France's Interior and Overseas Territories Minister Gérald Darmanin asserted that “delinquents and sometimes criminals” were behind the violence. He said four mobile gendarmerie squadrons will be deployed as reinforcements including 15 gendarmes from an elite intervention unit.

Local authorities also appealed for calm. The president of the Customary Senate, Victor Gogny, said the youth have the right “to express its legitimate demands and aspirations” but should strive for “dialogue and consensus.”

Le Franc, the high commissioner, told French broadcaster BFM that clashes between police forces and pro-independence protesters and opponents of the constitutional reform occurred overnight in Mont-Dore, a town in the southeast near the capital.
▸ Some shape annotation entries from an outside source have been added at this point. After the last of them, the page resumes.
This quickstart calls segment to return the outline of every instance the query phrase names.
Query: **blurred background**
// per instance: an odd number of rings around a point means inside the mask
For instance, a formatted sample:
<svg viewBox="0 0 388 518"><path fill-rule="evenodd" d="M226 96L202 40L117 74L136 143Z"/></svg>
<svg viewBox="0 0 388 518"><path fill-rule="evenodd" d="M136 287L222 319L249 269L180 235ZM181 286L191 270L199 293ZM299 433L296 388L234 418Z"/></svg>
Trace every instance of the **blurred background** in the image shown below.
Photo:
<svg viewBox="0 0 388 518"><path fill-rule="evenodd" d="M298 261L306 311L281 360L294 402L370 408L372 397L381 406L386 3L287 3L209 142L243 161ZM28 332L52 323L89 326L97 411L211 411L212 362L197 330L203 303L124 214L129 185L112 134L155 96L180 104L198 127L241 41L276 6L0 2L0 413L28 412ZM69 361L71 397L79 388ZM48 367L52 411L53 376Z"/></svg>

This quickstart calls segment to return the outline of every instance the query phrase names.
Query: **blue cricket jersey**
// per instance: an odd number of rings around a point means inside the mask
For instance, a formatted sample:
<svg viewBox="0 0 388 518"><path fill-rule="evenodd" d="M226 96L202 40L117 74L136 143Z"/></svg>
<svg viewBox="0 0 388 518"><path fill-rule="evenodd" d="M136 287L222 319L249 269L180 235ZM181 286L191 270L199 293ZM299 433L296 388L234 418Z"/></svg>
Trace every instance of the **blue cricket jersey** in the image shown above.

Shots were fired at gendarmes “from high-caliber weapons and hunting rifles,” he said.

He said the situation remained “extremely tense.”

Gatherings in public places were prohibited in the municipalities of Nouméa, Dumbéa, Mont-Dore and Païta, and all travel on public roads there was banned from Tuesday afternoon until Wednesday morning, except for health and public emergencies.

New Caledonia became French in 1853 under Emperor Napoleon III, Napoleon's nephew and heir. It became an overseas territory after World War II, with French citizenship granted to all Kanaks in 1957.

A peace deal between rival factions was reached in 1988. A decade later, France promised to grant New Caledonia political power and broad autonomy and hold up to three successive referendums.

The three referendums were organized between 2018 to 2021 and a majority of voters chose to remain part of France instead of backing independence. The pro-independence Kanak people rejected the last referendum's results in 2021, which they boycotted because it was held at the height of the COVID-19 pandemic.